The Pentium3 meanwhile ramped from 450~650MHz on 100MHz FSB. Then came Coppermine, a CPU core that will go down in history. The coppermine core gained a 133FSB and ramped right till 1000MHz. A 1133MHz Coppermine was built but never lasted due to some failures and limitations that the architecture had.

Meanwhile, the Celeron2 had ramped to 700MHz on 66MHz FSB, while at 700MHz, most people thought Intel was playing a joke of releasing a processor of 700MHz crippled so harshly at a 66MHz Bus:D .

The Pentium3 Meanwhile had came to a hault, no new technologies were being implemeted and a final Tut core would bring another new life to this already aging chip. The Pentium3-S is one powerful CPU that scaled from 1000MHz~1533MHz as of April/May 2002. @ 1533MHz, this CPU could potentially outperform a 2.2GHz Pentium4 in many applications.

Finally, The Celeron had gotten 100MHz FSB and soon ramped from 700MHz~1100MHz. It had taken over 8 months before Celeron-T had arrived.
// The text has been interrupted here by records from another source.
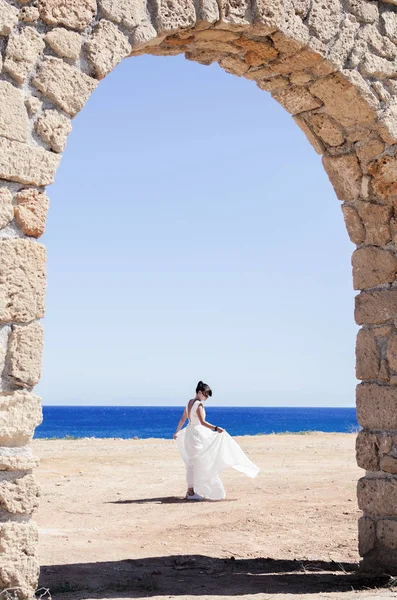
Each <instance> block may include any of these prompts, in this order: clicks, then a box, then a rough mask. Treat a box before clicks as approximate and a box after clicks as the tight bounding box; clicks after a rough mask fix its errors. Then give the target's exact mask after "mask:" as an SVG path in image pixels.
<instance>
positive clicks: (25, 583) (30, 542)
mask: <svg viewBox="0 0 397 600" xmlns="http://www.w3.org/2000/svg"><path fill="white" fill-rule="evenodd" d="M38 539H39V536H38V531H37V526H36V525H35V524H34V523H13V522H9V523H0V556H1V566H0V589H8V588H19V595H20V597H22V598H31V596H32V590H34V589H36V586H37V580H38V576H39V564H38V560H37V558H36V556H35V548H36V546H37V543H38Z"/></svg>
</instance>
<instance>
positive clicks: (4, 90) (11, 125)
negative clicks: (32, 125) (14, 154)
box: [0, 81, 28, 142]
mask: <svg viewBox="0 0 397 600" xmlns="http://www.w3.org/2000/svg"><path fill="white" fill-rule="evenodd" d="M0 106H1V107H2V110H1V112H0V136H2V137H6V138H8V139H9V140H17V141H19V142H26V140H27V137H28V114H27V111H26V108H25V103H24V98H23V95H22V93H21V92H20V91H19V90H18V89H16V88H15V87H14V86H13V85H11V83H8V81H0Z"/></svg>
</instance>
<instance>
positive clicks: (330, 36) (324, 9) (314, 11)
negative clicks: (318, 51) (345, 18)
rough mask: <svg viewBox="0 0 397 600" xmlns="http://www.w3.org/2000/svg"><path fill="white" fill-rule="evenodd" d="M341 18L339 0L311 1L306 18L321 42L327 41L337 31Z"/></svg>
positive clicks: (315, 34)
mask: <svg viewBox="0 0 397 600" xmlns="http://www.w3.org/2000/svg"><path fill="white" fill-rule="evenodd" d="M341 18H342V9H341V4H340V1H339V0H327V2H313V4H312V8H311V11H310V14H309V18H308V24H309V27H311V29H312V30H313V31H314V34H315V35H316V37H318V38H319V39H320V40H321V41H322V42H329V41H330V40H331V39H332V38H333V37H334V36H335V35H336V34H337V33H338V32H339V27H340V22H341Z"/></svg>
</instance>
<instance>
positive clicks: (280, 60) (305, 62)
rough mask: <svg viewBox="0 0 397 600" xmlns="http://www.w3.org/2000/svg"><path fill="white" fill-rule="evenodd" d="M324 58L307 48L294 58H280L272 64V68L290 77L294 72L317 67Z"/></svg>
mask: <svg viewBox="0 0 397 600" xmlns="http://www.w3.org/2000/svg"><path fill="white" fill-rule="evenodd" d="M322 60H323V58H322V57H321V56H320V55H319V54H317V53H316V52H313V51H312V50H310V49H309V48H305V49H304V50H301V51H300V52H297V53H296V54H294V55H292V56H287V57H285V58H280V59H279V60H275V61H274V62H273V63H272V68H273V69H274V70H275V71H277V72H278V73H280V74H281V75H289V74H290V73H293V72H294V71H303V70H304V69H309V68H311V67H314V66H315V65H317V64H318V63H319V62H320V61H322Z"/></svg>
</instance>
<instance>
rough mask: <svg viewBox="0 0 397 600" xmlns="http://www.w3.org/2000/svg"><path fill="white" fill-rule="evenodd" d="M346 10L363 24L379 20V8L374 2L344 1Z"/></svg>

Initially @ 1200MHz, the Celeron T would squish even a 1GHz Pentium3 with a 133FSB, impressive and more over a 1.2GHz Pentium4 maxed.

The Celeron-T also scalled back and produced 1000a, & 1100a versions of the CPU. The Celeron-T CPU had soon ramped from 1000MHz~1533MHz.

Conclusion:
---------------
Intel Pentium(2-3) Architecture based on Slot1/Socket370
233MHz~1533MHz

Intel Celeron(1-2-3) Architecture based on Slot1/Socket370
266MHz~1500MHz

So there you have it, the end of Socket370, which STILL TODAY CAN BE POWERED BY A BX chipset!! Thats gatta go into the history books of technological advancements.